At the end of the incubation, wash the cells as demonstrated. And block the cells with 15 microliters of 1%bovine serum albumin, or BSA, for one hour at room temperature. Next, use the plate washer to aspirate the blocking serum, and add 10 microliters of the primary antibody of interest to the appropriate wells for a one-hour incubation at room temperature.

At the end of the incubation, wash each well with 300 microliters of PBS, and label the cells with 10 microliters of the appropriate secondary antibody for one hour at room temperature protected from light. For nuclear staining of the cells, add 10 microliters of an appropriate nuclear dye to each well for 10 minutes at room temperature. And wash the cells in PBS as demonstrated.

Label the cells with 10 microliters of cell mask per well for 30 minutes at room temperature. Followed by a last wash with PBS. Then dispense 60 microliters of fresh PBS to each well, and seal the plates with aluminum foil until imaging.

To image the cells, capture four images per well on a high-content imager using the appropriate fluorescent channels under the 10-times objective using automated laser autofocus and apply binning to during the acquisition. Then store the images as 16-bit grayscale dot-tiff files along with the metadata. Antibody recognition should not be disrupted by conformational changes in the target protein that may be induced by ligand binding.

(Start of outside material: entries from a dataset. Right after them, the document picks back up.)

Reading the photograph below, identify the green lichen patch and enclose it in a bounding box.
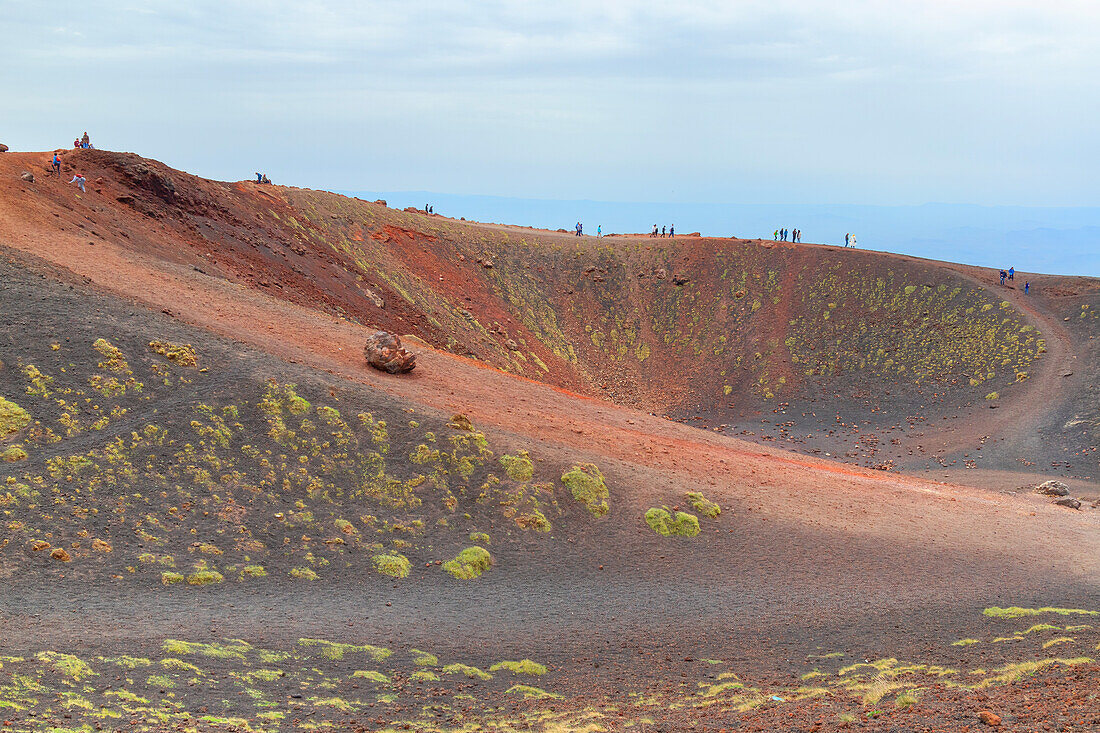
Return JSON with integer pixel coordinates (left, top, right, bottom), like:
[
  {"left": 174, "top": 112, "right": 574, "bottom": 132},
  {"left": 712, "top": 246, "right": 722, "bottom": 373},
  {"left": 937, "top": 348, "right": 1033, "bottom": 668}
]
[
  {"left": 685, "top": 491, "right": 720, "bottom": 518},
  {"left": 505, "top": 684, "right": 561, "bottom": 699},
  {"left": 148, "top": 340, "right": 198, "bottom": 367},
  {"left": 490, "top": 659, "right": 547, "bottom": 676},
  {"left": 561, "top": 463, "right": 609, "bottom": 516},
  {"left": 443, "top": 546, "right": 492, "bottom": 580},
  {"left": 185, "top": 570, "right": 224, "bottom": 586},
  {"left": 983, "top": 606, "right": 1098, "bottom": 619},
  {"left": 1, "top": 445, "right": 28, "bottom": 462},
  {"left": 500, "top": 451, "right": 534, "bottom": 482},
  {"left": 645, "top": 507, "right": 700, "bottom": 537},
  {"left": 0, "top": 396, "right": 31, "bottom": 438},
  {"left": 372, "top": 553, "right": 411, "bottom": 578},
  {"left": 442, "top": 663, "right": 493, "bottom": 680}
]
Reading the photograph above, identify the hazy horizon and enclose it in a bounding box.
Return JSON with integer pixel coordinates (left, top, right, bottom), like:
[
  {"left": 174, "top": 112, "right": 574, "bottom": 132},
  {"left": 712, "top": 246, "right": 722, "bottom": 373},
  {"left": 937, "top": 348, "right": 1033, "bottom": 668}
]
[
  {"left": 5, "top": 2, "right": 1099, "bottom": 274},
  {"left": 343, "top": 189, "right": 1100, "bottom": 278},
  {"left": 4, "top": 2, "right": 1100, "bottom": 208}
]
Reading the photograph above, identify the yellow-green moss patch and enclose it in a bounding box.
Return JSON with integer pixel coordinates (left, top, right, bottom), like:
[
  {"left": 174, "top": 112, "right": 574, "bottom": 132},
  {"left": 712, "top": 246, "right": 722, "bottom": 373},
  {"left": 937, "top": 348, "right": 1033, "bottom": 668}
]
[
  {"left": 561, "top": 463, "right": 609, "bottom": 517},
  {"left": 645, "top": 507, "right": 700, "bottom": 537},
  {"left": 505, "top": 684, "right": 561, "bottom": 699},
  {"left": 186, "top": 570, "right": 224, "bottom": 586},
  {"left": 983, "top": 606, "right": 1098, "bottom": 619},
  {"left": 500, "top": 451, "right": 534, "bottom": 482},
  {"left": 372, "top": 553, "right": 411, "bottom": 579},
  {"left": 443, "top": 546, "right": 492, "bottom": 579},
  {"left": 1, "top": 446, "right": 27, "bottom": 462},
  {"left": 0, "top": 396, "right": 31, "bottom": 438},
  {"left": 490, "top": 659, "right": 547, "bottom": 676},
  {"left": 149, "top": 340, "right": 198, "bottom": 366},
  {"left": 685, "top": 491, "right": 720, "bottom": 518},
  {"left": 442, "top": 663, "right": 492, "bottom": 680}
]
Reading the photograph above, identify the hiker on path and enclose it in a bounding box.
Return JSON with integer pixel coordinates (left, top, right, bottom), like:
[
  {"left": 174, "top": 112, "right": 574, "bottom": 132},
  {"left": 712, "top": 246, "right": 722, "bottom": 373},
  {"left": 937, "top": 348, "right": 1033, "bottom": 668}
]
[
  {"left": 576, "top": 222, "right": 583, "bottom": 236},
  {"left": 597, "top": 225, "right": 601, "bottom": 238},
  {"left": 652, "top": 224, "right": 658, "bottom": 237},
  {"left": 256, "top": 172, "right": 262, "bottom": 182},
  {"left": 1024, "top": 281, "right": 1030, "bottom": 294},
  {"left": 669, "top": 224, "right": 674, "bottom": 237},
  {"left": 850, "top": 234, "right": 856, "bottom": 247},
  {"left": 1008, "top": 267, "right": 1014, "bottom": 280},
  {"left": 845, "top": 233, "right": 850, "bottom": 247},
  {"left": 661, "top": 225, "right": 666, "bottom": 237},
  {"left": 999, "top": 270, "right": 1007, "bottom": 285},
  {"left": 774, "top": 229, "right": 779, "bottom": 240},
  {"left": 52, "top": 153, "right": 61, "bottom": 177},
  {"left": 69, "top": 173, "right": 86, "bottom": 193}
]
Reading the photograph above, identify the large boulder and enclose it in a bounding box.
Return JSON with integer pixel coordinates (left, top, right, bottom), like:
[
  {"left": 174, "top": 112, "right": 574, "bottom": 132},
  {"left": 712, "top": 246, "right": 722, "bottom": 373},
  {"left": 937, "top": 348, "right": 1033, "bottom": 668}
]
[
  {"left": 1036, "top": 480, "right": 1070, "bottom": 496},
  {"left": 20, "top": 171, "right": 34, "bottom": 183},
  {"left": 1053, "top": 497, "right": 1082, "bottom": 510},
  {"left": 0, "top": 143, "right": 8, "bottom": 153},
  {"left": 364, "top": 331, "right": 416, "bottom": 374}
]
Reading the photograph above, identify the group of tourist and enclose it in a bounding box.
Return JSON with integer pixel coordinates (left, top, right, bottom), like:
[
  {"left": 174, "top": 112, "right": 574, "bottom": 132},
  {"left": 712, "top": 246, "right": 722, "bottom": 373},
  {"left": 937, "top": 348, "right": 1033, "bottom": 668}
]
[
  {"left": 774, "top": 228, "right": 801, "bottom": 242},
  {"left": 255, "top": 172, "right": 272, "bottom": 184},
  {"left": 844, "top": 232, "right": 857, "bottom": 247},
  {"left": 73, "top": 132, "right": 93, "bottom": 149},
  {"left": 651, "top": 224, "right": 675, "bottom": 237},
  {"left": 999, "top": 267, "right": 1030, "bottom": 293}
]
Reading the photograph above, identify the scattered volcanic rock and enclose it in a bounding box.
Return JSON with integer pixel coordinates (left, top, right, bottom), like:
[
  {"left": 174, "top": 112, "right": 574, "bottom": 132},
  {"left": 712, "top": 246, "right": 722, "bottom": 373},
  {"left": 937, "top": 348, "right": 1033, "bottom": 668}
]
[
  {"left": 1036, "top": 480, "right": 1070, "bottom": 496},
  {"left": 50, "top": 547, "right": 71, "bottom": 562},
  {"left": 1053, "top": 497, "right": 1082, "bottom": 510},
  {"left": 978, "top": 710, "right": 1001, "bottom": 727},
  {"left": 20, "top": 171, "right": 34, "bottom": 183},
  {"left": 364, "top": 331, "right": 416, "bottom": 374}
]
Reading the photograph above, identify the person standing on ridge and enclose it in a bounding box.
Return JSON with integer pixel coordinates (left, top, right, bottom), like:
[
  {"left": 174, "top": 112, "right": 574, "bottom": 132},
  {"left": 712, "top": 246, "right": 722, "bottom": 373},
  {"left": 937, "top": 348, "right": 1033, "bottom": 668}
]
[
  {"left": 69, "top": 173, "right": 86, "bottom": 193},
  {"left": 845, "top": 233, "right": 850, "bottom": 247},
  {"left": 850, "top": 233, "right": 856, "bottom": 247},
  {"left": 597, "top": 225, "right": 601, "bottom": 238},
  {"left": 81, "top": 132, "right": 90, "bottom": 148},
  {"left": 52, "top": 153, "right": 61, "bottom": 177}
]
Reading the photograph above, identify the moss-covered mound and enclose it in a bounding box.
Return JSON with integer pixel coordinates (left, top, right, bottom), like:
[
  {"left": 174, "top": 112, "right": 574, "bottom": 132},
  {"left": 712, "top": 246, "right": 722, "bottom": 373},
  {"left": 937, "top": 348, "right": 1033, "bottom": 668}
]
[
  {"left": 685, "top": 491, "right": 721, "bottom": 518},
  {"left": 0, "top": 395, "right": 31, "bottom": 438},
  {"left": 443, "top": 546, "right": 492, "bottom": 580},
  {"left": 645, "top": 507, "right": 700, "bottom": 537},
  {"left": 561, "top": 463, "right": 609, "bottom": 517}
]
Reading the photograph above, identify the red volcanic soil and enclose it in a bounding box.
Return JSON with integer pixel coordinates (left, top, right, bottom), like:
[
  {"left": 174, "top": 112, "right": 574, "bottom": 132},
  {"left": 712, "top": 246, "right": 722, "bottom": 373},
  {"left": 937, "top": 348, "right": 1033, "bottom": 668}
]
[{"left": 1, "top": 148, "right": 1098, "bottom": 729}]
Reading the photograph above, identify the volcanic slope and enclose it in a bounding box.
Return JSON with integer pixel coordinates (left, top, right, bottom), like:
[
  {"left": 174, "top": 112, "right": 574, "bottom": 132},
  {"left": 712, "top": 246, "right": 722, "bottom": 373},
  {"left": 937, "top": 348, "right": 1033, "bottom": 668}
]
[
  {"left": 0, "top": 150, "right": 1098, "bottom": 731},
  {"left": 5, "top": 149, "right": 1100, "bottom": 486}
]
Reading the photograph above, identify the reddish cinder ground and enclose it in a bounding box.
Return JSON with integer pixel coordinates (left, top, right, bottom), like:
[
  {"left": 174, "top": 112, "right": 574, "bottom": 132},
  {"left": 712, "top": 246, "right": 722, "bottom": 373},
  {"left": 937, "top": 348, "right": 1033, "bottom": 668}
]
[{"left": 1, "top": 149, "right": 1098, "bottom": 729}]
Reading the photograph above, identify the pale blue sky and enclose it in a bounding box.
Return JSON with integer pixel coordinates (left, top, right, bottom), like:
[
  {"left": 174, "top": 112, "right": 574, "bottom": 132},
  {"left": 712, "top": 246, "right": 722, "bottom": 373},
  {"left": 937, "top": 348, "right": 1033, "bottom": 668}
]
[{"left": 3, "top": 1, "right": 1100, "bottom": 207}]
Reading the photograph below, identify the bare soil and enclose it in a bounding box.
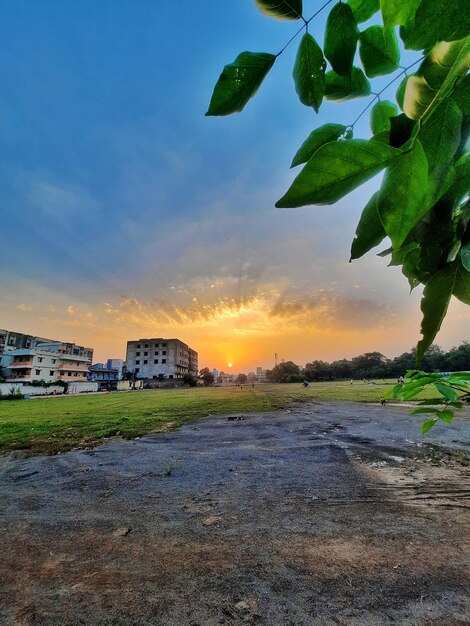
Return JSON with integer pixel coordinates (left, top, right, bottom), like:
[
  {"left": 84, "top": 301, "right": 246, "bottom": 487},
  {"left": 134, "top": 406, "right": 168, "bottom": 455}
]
[{"left": 1, "top": 401, "right": 469, "bottom": 625}]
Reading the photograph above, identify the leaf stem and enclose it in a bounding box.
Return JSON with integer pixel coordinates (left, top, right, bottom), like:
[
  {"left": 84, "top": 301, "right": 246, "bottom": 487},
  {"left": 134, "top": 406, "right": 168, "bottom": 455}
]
[
  {"left": 350, "top": 57, "right": 424, "bottom": 129},
  {"left": 276, "top": 0, "right": 336, "bottom": 57}
]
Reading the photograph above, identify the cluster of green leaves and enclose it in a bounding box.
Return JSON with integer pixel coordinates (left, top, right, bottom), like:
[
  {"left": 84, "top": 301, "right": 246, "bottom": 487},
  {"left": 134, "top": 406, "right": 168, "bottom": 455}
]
[
  {"left": 206, "top": 0, "right": 470, "bottom": 358},
  {"left": 389, "top": 370, "right": 470, "bottom": 433}
]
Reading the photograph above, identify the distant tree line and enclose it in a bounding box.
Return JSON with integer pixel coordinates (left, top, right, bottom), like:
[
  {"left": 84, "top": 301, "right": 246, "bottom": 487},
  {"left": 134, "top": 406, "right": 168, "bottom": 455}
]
[{"left": 265, "top": 343, "right": 470, "bottom": 383}]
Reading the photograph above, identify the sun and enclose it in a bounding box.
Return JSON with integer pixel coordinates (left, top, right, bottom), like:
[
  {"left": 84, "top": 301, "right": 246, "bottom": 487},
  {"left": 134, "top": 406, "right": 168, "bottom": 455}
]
[{"left": 228, "top": 363, "right": 233, "bottom": 368}]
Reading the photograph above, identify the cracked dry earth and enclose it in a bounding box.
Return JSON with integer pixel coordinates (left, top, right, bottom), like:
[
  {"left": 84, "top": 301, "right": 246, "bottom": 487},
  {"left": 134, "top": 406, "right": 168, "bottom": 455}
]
[{"left": 1, "top": 400, "right": 469, "bottom": 626}]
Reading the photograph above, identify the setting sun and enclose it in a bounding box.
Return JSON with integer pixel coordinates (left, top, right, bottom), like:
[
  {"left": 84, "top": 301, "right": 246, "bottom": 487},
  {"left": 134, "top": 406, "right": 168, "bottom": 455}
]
[{"left": 228, "top": 363, "right": 233, "bottom": 368}]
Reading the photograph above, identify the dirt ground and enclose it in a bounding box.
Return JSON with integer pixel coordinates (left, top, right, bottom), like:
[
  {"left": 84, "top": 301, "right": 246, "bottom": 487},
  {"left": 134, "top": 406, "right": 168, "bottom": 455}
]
[{"left": 1, "top": 400, "right": 469, "bottom": 626}]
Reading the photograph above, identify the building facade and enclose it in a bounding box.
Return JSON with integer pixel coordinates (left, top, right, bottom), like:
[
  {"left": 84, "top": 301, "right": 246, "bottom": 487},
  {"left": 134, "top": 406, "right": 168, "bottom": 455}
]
[
  {"left": 126, "top": 338, "right": 198, "bottom": 380},
  {"left": 5, "top": 342, "right": 92, "bottom": 384}
]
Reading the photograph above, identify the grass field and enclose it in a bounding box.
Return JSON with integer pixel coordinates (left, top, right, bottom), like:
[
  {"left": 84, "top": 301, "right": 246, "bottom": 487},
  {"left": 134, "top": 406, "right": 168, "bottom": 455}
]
[{"left": 0, "top": 380, "right": 416, "bottom": 454}]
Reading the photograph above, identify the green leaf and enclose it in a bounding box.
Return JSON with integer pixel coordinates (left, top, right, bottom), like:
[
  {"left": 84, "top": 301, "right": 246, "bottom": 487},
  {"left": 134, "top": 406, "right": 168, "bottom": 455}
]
[
  {"left": 359, "top": 26, "right": 400, "bottom": 78},
  {"left": 350, "top": 192, "right": 386, "bottom": 260},
  {"left": 276, "top": 139, "right": 400, "bottom": 207},
  {"left": 291, "top": 123, "right": 349, "bottom": 168},
  {"left": 422, "top": 418, "right": 438, "bottom": 434},
  {"left": 395, "top": 76, "right": 408, "bottom": 111},
  {"left": 404, "top": 38, "right": 470, "bottom": 121},
  {"left": 445, "top": 153, "right": 470, "bottom": 207},
  {"left": 324, "top": 3, "right": 358, "bottom": 78},
  {"left": 437, "top": 410, "right": 454, "bottom": 424},
  {"left": 293, "top": 33, "right": 326, "bottom": 112},
  {"left": 417, "top": 262, "right": 461, "bottom": 361},
  {"left": 206, "top": 52, "right": 276, "bottom": 116},
  {"left": 453, "top": 263, "right": 470, "bottom": 305},
  {"left": 377, "top": 140, "right": 429, "bottom": 248},
  {"left": 325, "top": 67, "right": 371, "bottom": 101},
  {"left": 418, "top": 98, "right": 462, "bottom": 180},
  {"left": 380, "top": 0, "right": 421, "bottom": 28},
  {"left": 452, "top": 75, "right": 470, "bottom": 114},
  {"left": 400, "top": 0, "right": 470, "bottom": 51},
  {"left": 254, "top": 0, "right": 303, "bottom": 20},
  {"left": 461, "top": 242, "right": 470, "bottom": 272},
  {"left": 411, "top": 407, "right": 440, "bottom": 415},
  {"left": 370, "top": 100, "right": 398, "bottom": 134},
  {"left": 434, "top": 383, "right": 458, "bottom": 402},
  {"left": 347, "top": 0, "right": 379, "bottom": 23}
]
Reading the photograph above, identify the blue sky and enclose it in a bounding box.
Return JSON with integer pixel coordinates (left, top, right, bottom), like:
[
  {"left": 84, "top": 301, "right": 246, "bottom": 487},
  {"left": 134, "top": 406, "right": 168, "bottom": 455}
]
[{"left": 1, "top": 1, "right": 468, "bottom": 369}]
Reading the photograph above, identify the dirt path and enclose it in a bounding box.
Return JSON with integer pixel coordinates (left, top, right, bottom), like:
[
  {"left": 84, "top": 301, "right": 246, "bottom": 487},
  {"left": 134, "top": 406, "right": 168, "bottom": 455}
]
[{"left": 1, "top": 401, "right": 469, "bottom": 625}]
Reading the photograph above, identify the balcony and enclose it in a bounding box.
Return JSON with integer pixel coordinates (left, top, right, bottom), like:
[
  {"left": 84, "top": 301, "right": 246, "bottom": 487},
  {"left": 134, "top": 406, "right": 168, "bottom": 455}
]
[
  {"left": 6, "top": 374, "right": 31, "bottom": 381},
  {"left": 9, "top": 361, "right": 33, "bottom": 368},
  {"left": 58, "top": 364, "right": 89, "bottom": 372}
]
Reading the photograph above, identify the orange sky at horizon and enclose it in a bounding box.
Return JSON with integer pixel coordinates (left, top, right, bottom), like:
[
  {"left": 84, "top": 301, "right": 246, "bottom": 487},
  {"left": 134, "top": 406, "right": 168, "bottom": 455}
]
[{"left": 1, "top": 286, "right": 469, "bottom": 373}]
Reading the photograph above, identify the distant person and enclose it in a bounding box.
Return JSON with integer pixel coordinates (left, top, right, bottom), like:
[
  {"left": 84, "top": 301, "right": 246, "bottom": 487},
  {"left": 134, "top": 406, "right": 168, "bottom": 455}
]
[{"left": 303, "top": 380, "right": 309, "bottom": 387}]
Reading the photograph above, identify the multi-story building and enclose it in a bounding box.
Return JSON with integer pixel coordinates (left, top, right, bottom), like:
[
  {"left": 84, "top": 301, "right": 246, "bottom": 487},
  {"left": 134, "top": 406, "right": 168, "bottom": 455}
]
[
  {"left": 88, "top": 363, "right": 121, "bottom": 390},
  {"left": 126, "top": 338, "right": 198, "bottom": 380},
  {"left": 0, "top": 329, "right": 53, "bottom": 371},
  {"left": 106, "top": 359, "right": 124, "bottom": 380},
  {"left": 5, "top": 342, "right": 92, "bottom": 384}
]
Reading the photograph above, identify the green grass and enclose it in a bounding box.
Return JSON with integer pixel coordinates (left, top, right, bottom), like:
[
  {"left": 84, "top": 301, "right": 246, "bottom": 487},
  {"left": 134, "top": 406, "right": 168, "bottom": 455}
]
[{"left": 0, "top": 380, "right": 411, "bottom": 454}]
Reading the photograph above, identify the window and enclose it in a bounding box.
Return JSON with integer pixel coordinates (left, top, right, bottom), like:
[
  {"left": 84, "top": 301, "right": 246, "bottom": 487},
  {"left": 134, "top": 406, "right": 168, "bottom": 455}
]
[
  {"left": 162, "top": 351, "right": 167, "bottom": 355},
  {"left": 143, "top": 360, "right": 148, "bottom": 364},
  {"left": 136, "top": 351, "right": 140, "bottom": 356},
  {"left": 155, "top": 351, "right": 159, "bottom": 355},
  {"left": 77, "top": 362, "right": 80, "bottom": 366},
  {"left": 52, "top": 359, "right": 56, "bottom": 364},
  {"left": 135, "top": 360, "right": 140, "bottom": 364},
  {"left": 162, "top": 359, "right": 166, "bottom": 364},
  {"left": 38, "top": 357, "right": 43, "bottom": 363},
  {"left": 68, "top": 372, "right": 72, "bottom": 376},
  {"left": 144, "top": 351, "right": 148, "bottom": 356},
  {"left": 135, "top": 367, "right": 139, "bottom": 373},
  {"left": 162, "top": 343, "right": 166, "bottom": 347},
  {"left": 144, "top": 344, "right": 148, "bottom": 348},
  {"left": 154, "top": 359, "right": 159, "bottom": 364},
  {"left": 154, "top": 343, "right": 159, "bottom": 348},
  {"left": 50, "top": 371, "right": 54, "bottom": 376},
  {"left": 36, "top": 369, "right": 40, "bottom": 375},
  {"left": 137, "top": 344, "right": 141, "bottom": 348}
]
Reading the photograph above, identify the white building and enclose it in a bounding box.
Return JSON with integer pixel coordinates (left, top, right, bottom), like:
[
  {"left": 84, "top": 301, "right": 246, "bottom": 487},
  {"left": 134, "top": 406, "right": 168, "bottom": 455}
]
[
  {"left": 126, "top": 338, "right": 198, "bottom": 380},
  {"left": 5, "top": 344, "right": 92, "bottom": 384}
]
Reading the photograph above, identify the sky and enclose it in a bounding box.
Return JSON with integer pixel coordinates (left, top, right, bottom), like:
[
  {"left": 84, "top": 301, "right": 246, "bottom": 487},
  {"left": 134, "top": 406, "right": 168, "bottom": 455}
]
[{"left": 0, "top": 1, "right": 468, "bottom": 372}]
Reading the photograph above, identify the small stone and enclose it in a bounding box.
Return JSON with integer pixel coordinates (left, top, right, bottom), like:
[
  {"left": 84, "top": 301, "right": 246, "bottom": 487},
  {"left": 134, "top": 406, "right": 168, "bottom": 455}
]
[
  {"left": 235, "top": 601, "right": 249, "bottom": 612},
  {"left": 113, "top": 526, "right": 132, "bottom": 537}
]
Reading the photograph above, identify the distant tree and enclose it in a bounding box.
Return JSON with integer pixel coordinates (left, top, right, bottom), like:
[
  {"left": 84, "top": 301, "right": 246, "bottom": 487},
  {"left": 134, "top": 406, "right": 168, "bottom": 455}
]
[
  {"left": 267, "top": 361, "right": 302, "bottom": 383},
  {"left": 329, "top": 359, "right": 353, "bottom": 380},
  {"left": 199, "top": 367, "right": 215, "bottom": 386},
  {"left": 247, "top": 371, "right": 257, "bottom": 382},
  {"left": 443, "top": 341, "right": 470, "bottom": 371},
  {"left": 351, "top": 352, "right": 390, "bottom": 379},
  {"left": 303, "top": 360, "right": 332, "bottom": 381},
  {"left": 236, "top": 373, "right": 248, "bottom": 384},
  {"left": 182, "top": 373, "right": 198, "bottom": 387}
]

For example, BIRB796 has a long off rate, and quantification of the target engagement is only possible by applying an antigen retrieval step. This representative thermal aggregation curve experiment for cells treated with positive and negative control compounds illustrates typical protein stabilization ranges after treatment of the cells with the compounds at various temperatures. Here a typical isothermal dose-response fingerprint experiment is shown to demonstrate representative ranges of protein stabilization in response to different doses of experimental compound.

The application of isothermal heat challenges for compound screening to identify novel binders of the target protein allows the analysis of a large number of compounds at a single concentration at one time, before isothermal dose-response fingerprinting of the hits to confirm target protein stabilization. While attempting this procedure, it's important to remember that the exact experimental conditions, such as the length and temperature of the heat challenge impact the observed potency of the compounds. Don't forget that working with paraformaldehyde can be extremely hazardous.

And precautions, such as following institutional safety guidelines, should always be taken while performing this procedure.